Blacks should not be surprised when racism rears its ugly head. I’ve been alive long enough to know that a Black person cannot move among White people and never encounter racism. This is not meant to disparage White people; this is just racial reality in the United States. Racism happens, eventually. Ultimately, however, you can’t do anything about what people say or how people act, but you can do something about how you respond. You cannot allow the attitudes or deeds of others to cause you to hate them and harbor bitterness in your soul. You need to “let it go” and move on.

I’m reminded of my great grandparents. Both of them were born and reared in the South, in rural Lauderdale County, Alabama, outside the town of Florence. They left the South in their early 20s. They reached adulthood in era before the Civil Rights Movement of the 1950s and 60s, before the abolition of segregationist “Jim Crow” laws, before Supreme Court decisions and Constitutional amendments that helped secure the rights of Black people. They grew up in the South as it was. Yet, to the best of my recollection, they did not express any hatred, bitterness or even dislike toward Whites. Yes, there was some racial “baggage” (some other time, I can write about the lasting effects of racism on Black people), but there was no animosity toward Whites. They learned to forgive and move on with their lives.

Because my great grandparents demonstrated a willingness to forgive and let go, they didn’t pass down to me second-hand hatred or animosity toward Whites (I would eventually have my own first-hand encounters with racism to deal with). Compared to others who, it seems to me, didn’t manage to handle their experience of growing up in the South as well, I would say my great grandparents were happier and more at-peace. One thing is for certain: Unforgiveness hurts most the one who harbors it in his or her heart.

Unforgiveness also drives away those you harbor resentment against. If Christians of different races are going to come together, there must be forgiveness. The resentment you harbor will only help maintain the barrier between the races. I’ve seen how Black resentment eventually drives away well-meaning Whites who genuinely desire fellowship. My Black brothers and sisters, that’s not right. It’s so unlike what I saw between my great grandfather and his White former co-workers. In the years after he retired (when I was 9 years old), I saw my great grandfather interact with former co-workers, and saw the obvious mutual respect and affection they had for each other. Because he held no animosity against Whites, my great grandfather and his White co-workers were genuine friends. I’ll never forget that when my great grandfather was at home dying, a White man who was one of his former co-workers somehow found out he was sick and came by the house one day to see him one last time. I think that visit spoke volumes about both of these older men. Somehow, they found a way to transcend racial barriers.

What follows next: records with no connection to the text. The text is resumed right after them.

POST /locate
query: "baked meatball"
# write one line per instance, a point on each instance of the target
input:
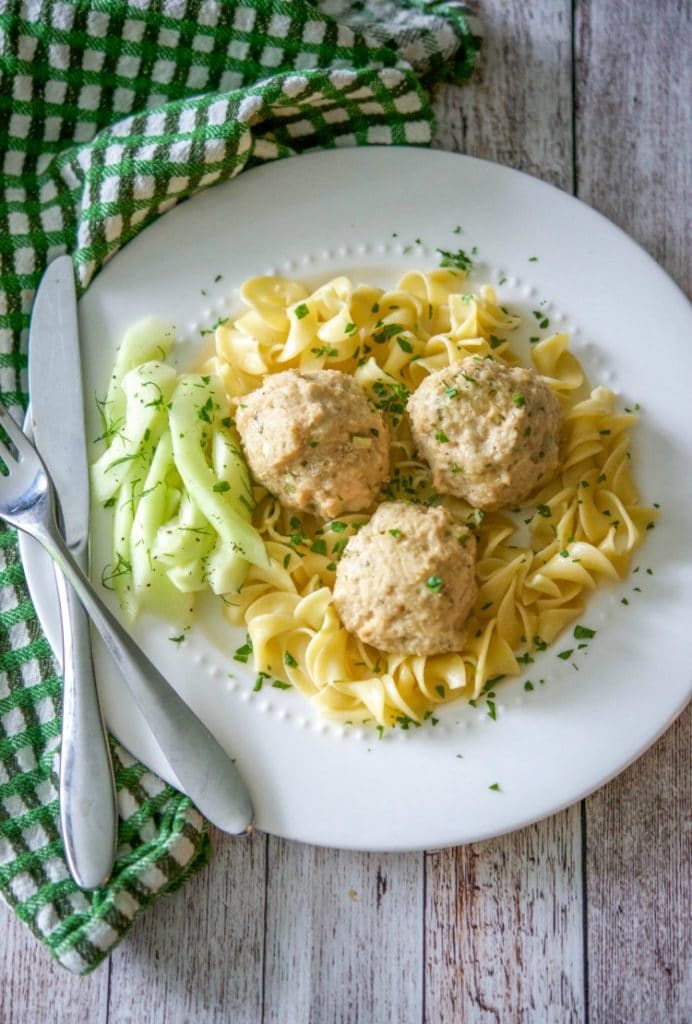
(490, 432)
(313, 441)
(405, 582)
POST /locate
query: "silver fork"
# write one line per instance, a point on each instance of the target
(204, 770)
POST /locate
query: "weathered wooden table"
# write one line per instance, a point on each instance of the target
(584, 916)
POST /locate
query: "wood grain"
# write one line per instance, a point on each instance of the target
(639, 892)
(504, 920)
(35, 987)
(279, 932)
(344, 936)
(517, 110)
(634, 83)
(634, 145)
(198, 956)
(504, 937)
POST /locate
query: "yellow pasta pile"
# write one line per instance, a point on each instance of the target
(534, 566)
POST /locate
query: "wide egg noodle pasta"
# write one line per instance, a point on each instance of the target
(588, 520)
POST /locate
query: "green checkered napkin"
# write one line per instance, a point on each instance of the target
(111, 113)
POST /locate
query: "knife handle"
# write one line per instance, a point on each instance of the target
(203, 768)
(87, 792)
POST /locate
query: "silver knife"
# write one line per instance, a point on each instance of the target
(87, 795)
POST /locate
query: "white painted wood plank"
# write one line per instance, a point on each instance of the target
(504, 920)
(639, 842)
(34, 987)
(344, 939)
(197, 955)
(634, 142)
(504, 937)
(517, 109)
(634, 164)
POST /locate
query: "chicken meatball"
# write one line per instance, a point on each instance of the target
(313, 441)
(489, 431)
(405, 582)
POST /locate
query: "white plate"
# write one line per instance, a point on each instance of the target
(361, 212)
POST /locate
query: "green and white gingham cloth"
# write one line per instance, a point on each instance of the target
(111, 113)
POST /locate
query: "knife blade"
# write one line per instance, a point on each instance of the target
(87, 800)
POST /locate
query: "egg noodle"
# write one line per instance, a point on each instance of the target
(534, 567)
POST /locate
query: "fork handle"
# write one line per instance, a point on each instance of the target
(88, 808)
(203, 768)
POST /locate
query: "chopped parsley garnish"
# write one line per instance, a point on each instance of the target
(434, 584)
(386, 332)
(244, 652)
(459, 260)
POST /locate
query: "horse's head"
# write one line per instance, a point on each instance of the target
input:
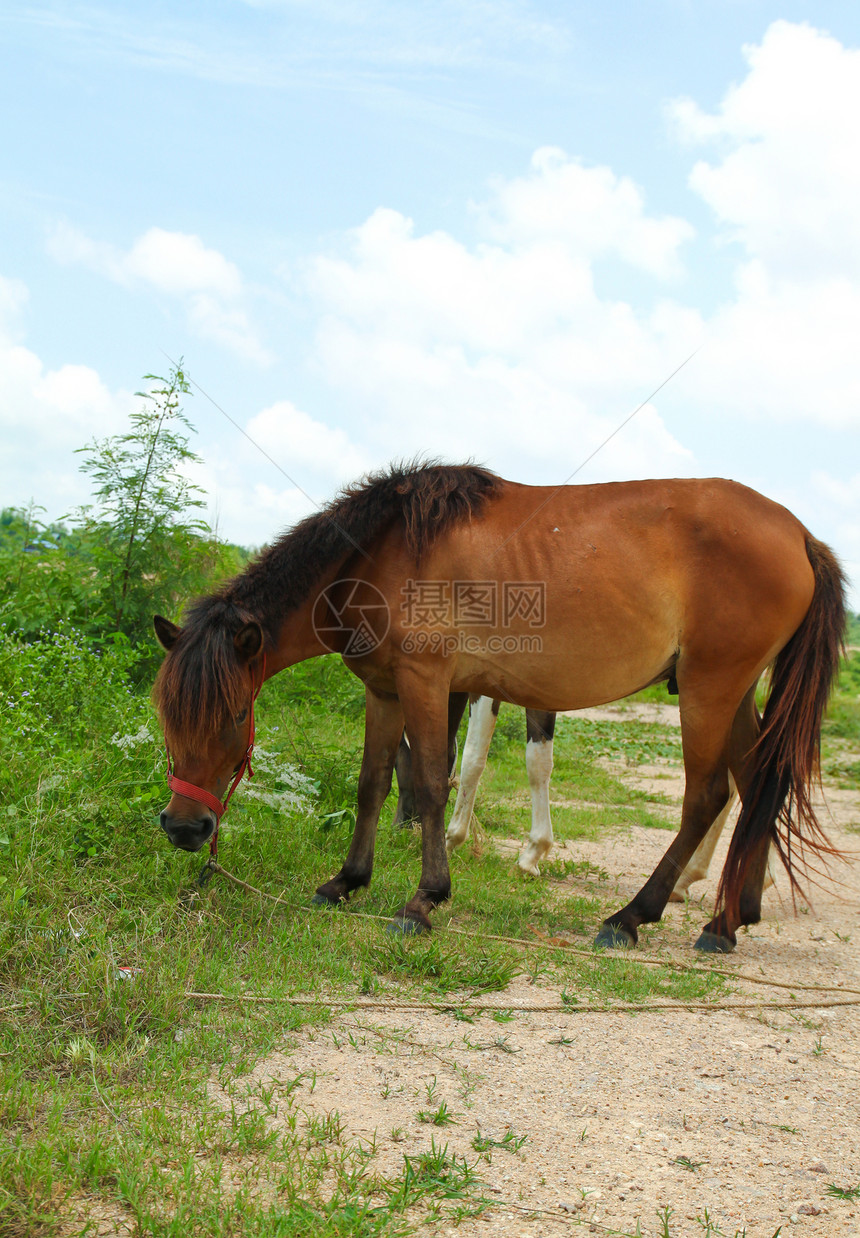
(204, 695)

If these two old men could come together, surely we could do the same within the Body of Christ. Let’s put in practice God’s word, as given through the apostle Paul (Colossians 3:12-14):
“Put on then, as God's chosen ones, holy and beloved, compassion, kindness, humility, meekness, and patience, bearing with one another and, if one has a complaint against another, forgiving each other; as the Lord has forgiven you, so you also must forgive. And above all these put on love, which binds everything together in perfect harmony.”